Machine Learning in Healthcare: Interoperability via Machine-to-Machine Data Architecture with Jim Nasr
Jim Nasr is Vice President of Technology and Innovation at Synchrogenix where he spearheads strategy and implementation of emerging technologies such as large scale blockchain and machine learning in healthcare and the life sciences. He previously served as Chief Software Architect for the CDC, the Centers for Disease Control and Prevention. In this episode Jim walks us through the critical requirements of data interoperability and how designing for machine to machine data transfer is the most critical of architectural decisions.
Ledge: Jim, welcome! Good to have you here!
Jim: Thank you, Ledge. Thank you for the invitation.
Ledge: Fantastic! Why don’t you just give your two-, three-minute story for the audience, and then we’ll jump into some more discussion around different topics?
Jim: I’m really a technologist by profession. I’ve been doing large-scale software revision for, at least, a couple of decades now. I had my own company for quite some time, about 12 years or so, largely with the large-scale unstructured data and unstructured content. I did quite a bit of work with the government.
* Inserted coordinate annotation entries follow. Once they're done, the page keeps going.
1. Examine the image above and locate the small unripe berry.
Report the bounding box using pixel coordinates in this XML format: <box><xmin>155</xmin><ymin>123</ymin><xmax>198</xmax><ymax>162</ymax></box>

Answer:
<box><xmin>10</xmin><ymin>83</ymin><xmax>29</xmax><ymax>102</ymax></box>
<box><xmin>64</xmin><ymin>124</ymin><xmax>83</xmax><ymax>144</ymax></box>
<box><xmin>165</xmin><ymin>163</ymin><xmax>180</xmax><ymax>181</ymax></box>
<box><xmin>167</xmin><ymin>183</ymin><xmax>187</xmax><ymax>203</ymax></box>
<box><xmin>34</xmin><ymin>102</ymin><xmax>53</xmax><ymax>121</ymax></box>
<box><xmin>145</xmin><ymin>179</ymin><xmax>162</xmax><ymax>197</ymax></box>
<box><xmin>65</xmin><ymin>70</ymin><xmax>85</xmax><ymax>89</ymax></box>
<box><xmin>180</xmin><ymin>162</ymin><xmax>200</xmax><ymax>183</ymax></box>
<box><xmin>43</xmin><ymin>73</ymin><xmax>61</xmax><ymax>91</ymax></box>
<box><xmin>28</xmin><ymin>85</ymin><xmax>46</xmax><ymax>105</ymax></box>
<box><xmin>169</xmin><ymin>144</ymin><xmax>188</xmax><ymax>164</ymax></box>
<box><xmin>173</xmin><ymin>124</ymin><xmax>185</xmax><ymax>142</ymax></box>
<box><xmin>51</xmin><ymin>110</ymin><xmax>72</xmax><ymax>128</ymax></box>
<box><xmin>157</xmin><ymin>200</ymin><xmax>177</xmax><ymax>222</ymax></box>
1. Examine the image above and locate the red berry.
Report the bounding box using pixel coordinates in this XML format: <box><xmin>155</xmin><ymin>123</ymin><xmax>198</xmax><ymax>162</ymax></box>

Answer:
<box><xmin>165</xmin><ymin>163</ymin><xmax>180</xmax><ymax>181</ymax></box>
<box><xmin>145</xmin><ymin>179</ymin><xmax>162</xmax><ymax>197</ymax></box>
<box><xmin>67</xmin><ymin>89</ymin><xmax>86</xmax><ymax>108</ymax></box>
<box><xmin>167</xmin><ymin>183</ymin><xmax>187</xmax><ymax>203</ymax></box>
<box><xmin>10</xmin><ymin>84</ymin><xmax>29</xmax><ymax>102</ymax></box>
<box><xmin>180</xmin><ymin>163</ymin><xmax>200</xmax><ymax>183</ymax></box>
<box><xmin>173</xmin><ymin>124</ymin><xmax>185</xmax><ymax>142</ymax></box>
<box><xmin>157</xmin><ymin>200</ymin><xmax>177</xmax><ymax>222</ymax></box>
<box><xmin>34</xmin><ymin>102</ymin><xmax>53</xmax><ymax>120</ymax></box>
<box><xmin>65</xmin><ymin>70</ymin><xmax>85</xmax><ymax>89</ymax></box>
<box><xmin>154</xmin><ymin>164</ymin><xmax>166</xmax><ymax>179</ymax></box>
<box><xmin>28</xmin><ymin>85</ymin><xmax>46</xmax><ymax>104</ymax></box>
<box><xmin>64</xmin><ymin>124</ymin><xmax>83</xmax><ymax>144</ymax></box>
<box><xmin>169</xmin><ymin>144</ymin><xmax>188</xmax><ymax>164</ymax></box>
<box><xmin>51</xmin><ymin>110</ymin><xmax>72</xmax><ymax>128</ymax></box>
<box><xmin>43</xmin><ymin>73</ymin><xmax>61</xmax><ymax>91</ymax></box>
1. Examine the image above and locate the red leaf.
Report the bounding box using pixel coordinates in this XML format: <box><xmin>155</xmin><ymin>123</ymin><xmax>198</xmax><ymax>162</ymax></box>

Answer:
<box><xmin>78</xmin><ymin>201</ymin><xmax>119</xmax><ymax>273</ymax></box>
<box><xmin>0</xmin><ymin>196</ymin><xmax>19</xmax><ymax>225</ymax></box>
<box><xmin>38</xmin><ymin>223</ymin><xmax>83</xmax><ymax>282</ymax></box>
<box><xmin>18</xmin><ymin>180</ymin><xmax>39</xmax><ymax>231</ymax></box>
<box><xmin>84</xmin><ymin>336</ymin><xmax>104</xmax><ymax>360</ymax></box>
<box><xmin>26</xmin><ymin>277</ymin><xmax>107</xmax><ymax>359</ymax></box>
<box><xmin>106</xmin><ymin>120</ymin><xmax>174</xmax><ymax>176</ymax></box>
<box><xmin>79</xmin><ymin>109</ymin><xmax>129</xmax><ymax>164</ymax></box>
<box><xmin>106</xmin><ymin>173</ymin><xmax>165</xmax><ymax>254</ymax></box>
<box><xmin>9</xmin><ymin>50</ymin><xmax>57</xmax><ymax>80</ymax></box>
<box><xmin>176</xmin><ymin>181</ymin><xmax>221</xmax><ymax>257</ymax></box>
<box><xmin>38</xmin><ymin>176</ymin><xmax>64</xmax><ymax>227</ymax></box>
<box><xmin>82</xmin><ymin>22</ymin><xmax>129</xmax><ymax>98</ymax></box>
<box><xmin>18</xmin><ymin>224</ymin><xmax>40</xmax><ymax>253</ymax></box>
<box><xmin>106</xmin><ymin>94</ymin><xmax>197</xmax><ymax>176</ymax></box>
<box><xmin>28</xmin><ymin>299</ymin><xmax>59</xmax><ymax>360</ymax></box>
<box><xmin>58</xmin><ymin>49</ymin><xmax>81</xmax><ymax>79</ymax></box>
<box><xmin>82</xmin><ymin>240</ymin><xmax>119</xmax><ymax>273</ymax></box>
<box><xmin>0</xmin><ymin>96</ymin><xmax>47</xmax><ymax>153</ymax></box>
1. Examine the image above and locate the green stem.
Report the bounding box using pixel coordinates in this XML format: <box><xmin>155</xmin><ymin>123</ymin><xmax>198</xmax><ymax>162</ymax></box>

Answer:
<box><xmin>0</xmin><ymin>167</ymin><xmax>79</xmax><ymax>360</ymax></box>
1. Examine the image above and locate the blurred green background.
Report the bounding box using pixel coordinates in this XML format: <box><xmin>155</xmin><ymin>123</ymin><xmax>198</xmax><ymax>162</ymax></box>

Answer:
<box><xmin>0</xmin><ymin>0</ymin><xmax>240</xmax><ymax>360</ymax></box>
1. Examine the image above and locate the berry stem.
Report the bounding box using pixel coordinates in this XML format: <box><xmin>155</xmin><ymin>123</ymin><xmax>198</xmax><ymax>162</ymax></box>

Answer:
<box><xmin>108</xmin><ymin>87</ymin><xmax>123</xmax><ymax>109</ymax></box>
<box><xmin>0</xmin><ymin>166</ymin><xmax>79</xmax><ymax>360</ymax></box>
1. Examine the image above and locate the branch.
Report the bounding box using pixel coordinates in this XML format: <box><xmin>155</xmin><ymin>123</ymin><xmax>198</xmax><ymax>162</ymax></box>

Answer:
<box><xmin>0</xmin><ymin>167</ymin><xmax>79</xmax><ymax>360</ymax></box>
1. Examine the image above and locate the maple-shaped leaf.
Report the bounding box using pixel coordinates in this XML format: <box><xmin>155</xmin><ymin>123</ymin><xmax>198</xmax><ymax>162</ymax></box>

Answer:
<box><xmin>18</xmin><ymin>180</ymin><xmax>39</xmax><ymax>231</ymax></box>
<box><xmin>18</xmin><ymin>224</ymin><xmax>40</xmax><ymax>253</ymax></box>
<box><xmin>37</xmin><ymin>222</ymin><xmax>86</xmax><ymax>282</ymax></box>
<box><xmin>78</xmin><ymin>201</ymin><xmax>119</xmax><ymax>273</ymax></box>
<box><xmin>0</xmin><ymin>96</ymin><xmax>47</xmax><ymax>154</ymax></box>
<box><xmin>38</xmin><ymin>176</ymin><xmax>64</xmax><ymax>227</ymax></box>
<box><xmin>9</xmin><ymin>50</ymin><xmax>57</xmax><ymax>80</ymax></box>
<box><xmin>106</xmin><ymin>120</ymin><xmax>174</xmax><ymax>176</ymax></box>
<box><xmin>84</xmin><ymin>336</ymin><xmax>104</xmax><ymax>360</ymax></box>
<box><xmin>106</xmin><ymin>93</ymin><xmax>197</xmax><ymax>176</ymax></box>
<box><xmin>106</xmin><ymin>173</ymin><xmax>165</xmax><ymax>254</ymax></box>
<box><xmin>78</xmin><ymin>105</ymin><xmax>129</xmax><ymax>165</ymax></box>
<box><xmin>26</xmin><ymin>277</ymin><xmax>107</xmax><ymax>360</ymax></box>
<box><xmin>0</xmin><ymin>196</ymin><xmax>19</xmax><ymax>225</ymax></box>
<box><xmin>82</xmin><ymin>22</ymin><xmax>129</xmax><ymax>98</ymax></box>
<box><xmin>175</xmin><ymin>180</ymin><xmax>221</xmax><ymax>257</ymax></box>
After a while, I decided that it was a good chance to open up the opportunity, and some other things and that kind of led me, after a little bit of time, to work at the CDC, the Center for Disease Control and Prevention right here in Atlanta where I’m based.
I started as an entrepreneur in residence because of my background in private sector and technology background. After a little while, it became evident that the job at hand was to really revisit how software was developed.
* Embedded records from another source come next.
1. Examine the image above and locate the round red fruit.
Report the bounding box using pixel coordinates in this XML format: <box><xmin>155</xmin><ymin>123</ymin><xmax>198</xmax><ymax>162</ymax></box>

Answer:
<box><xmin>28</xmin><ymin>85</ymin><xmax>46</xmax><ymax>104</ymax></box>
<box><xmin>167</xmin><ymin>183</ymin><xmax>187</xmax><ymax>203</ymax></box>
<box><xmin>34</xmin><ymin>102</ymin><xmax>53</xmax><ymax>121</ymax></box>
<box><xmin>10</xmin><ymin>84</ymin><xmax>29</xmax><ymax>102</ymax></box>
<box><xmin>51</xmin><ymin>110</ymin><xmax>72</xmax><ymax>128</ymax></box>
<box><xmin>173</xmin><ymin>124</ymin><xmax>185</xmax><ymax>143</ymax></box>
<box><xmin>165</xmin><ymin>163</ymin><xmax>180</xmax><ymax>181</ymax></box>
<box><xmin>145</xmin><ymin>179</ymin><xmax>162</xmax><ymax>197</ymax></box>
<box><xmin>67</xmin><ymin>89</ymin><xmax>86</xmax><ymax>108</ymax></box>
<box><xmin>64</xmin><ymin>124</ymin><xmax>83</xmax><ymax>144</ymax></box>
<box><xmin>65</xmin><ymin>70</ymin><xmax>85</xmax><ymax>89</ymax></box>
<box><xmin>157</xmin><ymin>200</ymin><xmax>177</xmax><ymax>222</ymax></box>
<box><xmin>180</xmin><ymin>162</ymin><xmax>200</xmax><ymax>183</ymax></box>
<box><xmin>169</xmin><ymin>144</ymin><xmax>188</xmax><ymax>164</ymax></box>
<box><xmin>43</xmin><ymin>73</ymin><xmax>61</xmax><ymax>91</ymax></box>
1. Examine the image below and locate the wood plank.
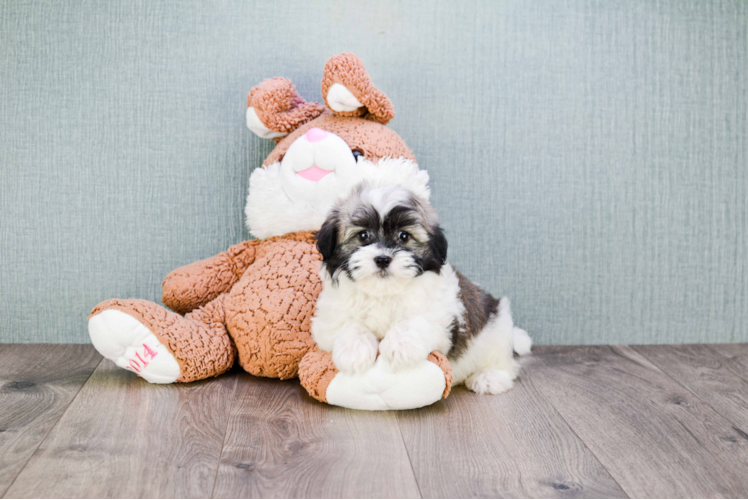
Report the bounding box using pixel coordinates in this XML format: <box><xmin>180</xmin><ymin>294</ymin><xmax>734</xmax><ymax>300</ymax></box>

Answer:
<box><xmin>6</xmin><ymin>360</ymin><xmax>237</xmax><ymax>498</ymax></box>
<box><xmin>214</xmin><ymin>374</ymin><xmax>419</xmax><ymax>498</ymax></box>
<box><xmin>398</xmin><ymin>366</ymin><xmax>627</xmax><ymax>498</ymax></box>
<box><xmin>633</xmin><ymin>345</ymin><xmax>748</xmax><ymax>432</ymax></box>
<box><xmin>0</xmin><ymin>344</ymin><xmax>101</xmax><ymax>497</ymax></box>
<box><xmin>709</xmin><ymin>344</ymin><xmax>748</xmax><ymax>380</ymax></box>
<box><xmin>526</xmin><ymin>347</ymin><xmax>748</xmax><ymax>498</ymax></box>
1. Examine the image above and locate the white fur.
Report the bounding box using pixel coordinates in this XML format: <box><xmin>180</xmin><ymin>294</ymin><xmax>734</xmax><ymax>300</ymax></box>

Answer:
<box><xmin>325</xmin><ymin>356</ymin><xmax>447</xmax><ymax>410</ymax></box>
<box><xmin>312</xmin><ymin>193</ymin><xmax>532</xmax><ymax>394</ymax></box>
<box><xmin>245</xmin><ymin>156</ymin><xmax>430</xmax><ymax>238</ymax></box>
<box><xmin>327</xmin><ymin>83</ymin><xmax>363</xmax><ymax>112</ymax></box>
<box><xmin>449</xmin><ymin>297</ymin><xmax>519</xmax><ymax>394</ymax></box>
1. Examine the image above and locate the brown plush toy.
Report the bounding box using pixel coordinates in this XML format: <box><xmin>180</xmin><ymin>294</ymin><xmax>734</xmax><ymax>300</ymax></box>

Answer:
<box><xmin>89</xmin><ymin>54</ymin><xmax>451</xmax><ymax>409</ymax></box>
We’re in the business of public safety and providing information flow for things that are very important to all of us humans such as infectious diseases and outbreaks and preventing disasters happening and things like these.
In many ways, the systems that were there we’re not designed for that. It’s really for Internet scale and real time throughput. That was really my agenda there and very much my path. And that led me down the path of blockchain as well and then to public health and some of the used cases there.
And then, at the beginning of this year, I joined a company in the pharmaceutical space and the life sciences space called Certara and very much with the intention of building kind of a large-scale set of open technologies including, where it makes sense, distributed ledger technologies, to really address the very large problems in life sciences and pharma around interoperability, around software that meets really market needs an quick turnaround and provide this set of open protocols and open technologies that we can mix and match.
So my work is around this technology or this platform called “OpenPharma” and very much with the intention of building small functional components that can be mixed and matched together and needs a bigger set of application.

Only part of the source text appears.